Раздражённые (ЛП)
А затем Ромео останавливается. Он садится, увлекая меня за собой.
— Давай оставим это для камеры. У меня где-то здесь есть одна.
Мне требуется секунда, чтобы его слова обрели смысл в моей пропитанной похотью голове.
— Эй, подожди. Мы сделаем это прямо сейчас?
— Да, черт побери.
— Можно мне сначала сходить в туалет?
— Давай. Я сейчас все устрою.
Нервная и возбужденная, я поднимаю свою сумку с пола по пути в ванную и запираюсь внутри.
Неужели я, действительно, собираюсь это сделать?
Фантазия о том, чтобы сыграть порно звезду, совершенно отличается от того, чтобы сделать это на самом деле. Но я не хочу отговаривать себя от этого. Вместо этого, открываю свою сумку, которая заполнена кучей сексуальных вещей, которые я еще даже не надевала, так как Ромео очень требовал, чтобы я была голой, когда мы находимся в его комнате.
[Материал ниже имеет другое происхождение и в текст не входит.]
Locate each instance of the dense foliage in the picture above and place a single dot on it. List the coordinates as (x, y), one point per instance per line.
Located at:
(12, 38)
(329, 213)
То, что вчера казалось таким сексуальным в центре магазина «Victoria's Secret», теперь кажется банальным по сравнению с тем, что я видела у большинства девушек, разгуливающих по этому клубу. Но это лучшее, что у меня есть, и я все еще думаю, что эта вещица красивая.
Я натягиваю через голову розово-черную ночнушку и завязываю на шее длинные атласные ленты. Передняя часть разделена на две развевающиеся части, и я разглаживаю их на бедрах, прежде чем надеваю крошечные трусики и завязываю ленточки по бокам.
Я что, спятила? Нет ничего более горячего, чем быть под наблюдением, занимаясь чем-то интимным. Во время самого секса. Запечатление этих мимолетных моментов и последующий просмотр их вместе позже, должно быть неимоверно возбуждающим делом.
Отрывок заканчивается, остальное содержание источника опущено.